Richert’s right leg was amputated just above the knee after shrapnel from a roadside bomb wounded him in 2006 while he was serving with the Kansas National Guard in Iraq. He received his first set of modified golf clubs from the organization, Hope for the Warriors. The lengths of the clubs and the angles of the club faces on the irons are different to accommodate Richert’s leg.

The main problem for Richert on the golf course is a buildup of fatigue from walking a course. He said that his handicap is raised because his shot becomes skewed later in his round.

“I have to work twice as hard to walk, if not three times as hard,” Richert said. “When I play a nice course, I use a cart. I only shot 6-over the last time I rode in a cart.”

But, Richert is a golf purist and prefers to walk the course. He wouldn’t accept an invitation to play with the Professional Golfers Association if he had to ride in a cart.

“Everything slows down and you can get in a rhythm when you walk a course,” he said.

Don’t feel bad for Richert. He said that he regularly drives the ball 280 to 300 yards when he is healthy. He struggles with his long irons — the 2-, 3-, 4-, and 5- irons — but is getting better as he continues to golf.

Richert has golfed several times with Hope for the Warriors, including trips to Humble, Texas, to golf at Redstone Golf Club where the PGA holds the Shell Houston Open every year and Robert Trent Jones course in Alabama.
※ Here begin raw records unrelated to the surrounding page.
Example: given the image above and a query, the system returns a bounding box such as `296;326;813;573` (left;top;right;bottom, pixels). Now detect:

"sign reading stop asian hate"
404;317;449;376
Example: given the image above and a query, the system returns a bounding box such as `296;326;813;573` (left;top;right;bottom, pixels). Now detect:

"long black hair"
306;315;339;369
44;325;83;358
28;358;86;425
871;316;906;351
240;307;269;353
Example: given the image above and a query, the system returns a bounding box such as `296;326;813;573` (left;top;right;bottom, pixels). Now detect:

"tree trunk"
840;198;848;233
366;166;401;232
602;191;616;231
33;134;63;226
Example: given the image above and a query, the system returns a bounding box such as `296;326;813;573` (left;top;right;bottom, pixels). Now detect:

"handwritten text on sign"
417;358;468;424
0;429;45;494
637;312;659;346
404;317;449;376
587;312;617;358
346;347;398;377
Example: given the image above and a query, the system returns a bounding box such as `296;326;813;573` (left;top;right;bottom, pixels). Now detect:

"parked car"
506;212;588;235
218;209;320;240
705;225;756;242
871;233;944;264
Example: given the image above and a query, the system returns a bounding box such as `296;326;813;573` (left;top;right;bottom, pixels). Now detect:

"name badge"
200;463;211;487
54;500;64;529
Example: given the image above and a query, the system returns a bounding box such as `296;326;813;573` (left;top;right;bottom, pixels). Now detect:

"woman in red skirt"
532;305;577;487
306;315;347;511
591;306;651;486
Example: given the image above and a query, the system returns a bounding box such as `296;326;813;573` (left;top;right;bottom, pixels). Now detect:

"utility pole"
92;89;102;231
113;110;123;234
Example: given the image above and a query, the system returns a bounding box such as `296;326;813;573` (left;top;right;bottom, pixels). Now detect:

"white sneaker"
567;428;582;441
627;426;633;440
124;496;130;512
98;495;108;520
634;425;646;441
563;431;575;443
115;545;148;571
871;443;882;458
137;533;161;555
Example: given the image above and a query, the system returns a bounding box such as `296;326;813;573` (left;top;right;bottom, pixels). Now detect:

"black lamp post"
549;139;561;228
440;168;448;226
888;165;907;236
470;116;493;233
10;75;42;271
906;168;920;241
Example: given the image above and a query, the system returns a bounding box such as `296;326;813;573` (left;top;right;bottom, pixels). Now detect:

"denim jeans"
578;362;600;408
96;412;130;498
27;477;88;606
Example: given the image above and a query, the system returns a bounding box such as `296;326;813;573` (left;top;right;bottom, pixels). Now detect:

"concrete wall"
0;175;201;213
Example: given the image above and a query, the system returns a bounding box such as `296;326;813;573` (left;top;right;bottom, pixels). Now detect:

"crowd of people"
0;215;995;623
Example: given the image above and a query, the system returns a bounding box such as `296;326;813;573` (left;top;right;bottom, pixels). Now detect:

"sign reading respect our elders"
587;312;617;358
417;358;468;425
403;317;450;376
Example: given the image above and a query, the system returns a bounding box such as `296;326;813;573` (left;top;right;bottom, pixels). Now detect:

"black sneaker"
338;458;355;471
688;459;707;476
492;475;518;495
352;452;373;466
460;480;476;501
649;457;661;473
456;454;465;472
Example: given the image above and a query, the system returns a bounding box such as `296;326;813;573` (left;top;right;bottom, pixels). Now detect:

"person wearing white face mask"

Richert and his family are looking forward to more trips to courses with Hope for the Warriors this summer.

Richert said that he would be willing to work at any level of golf course: from smaller courses where he would have more of a role as a teacher, to courses like Redstone where he would be more of a course representative for the PGA and golf in professional and amateur competitions. He realizes that more education may be required for different courses and is willing to do whatever it takes to become a professional.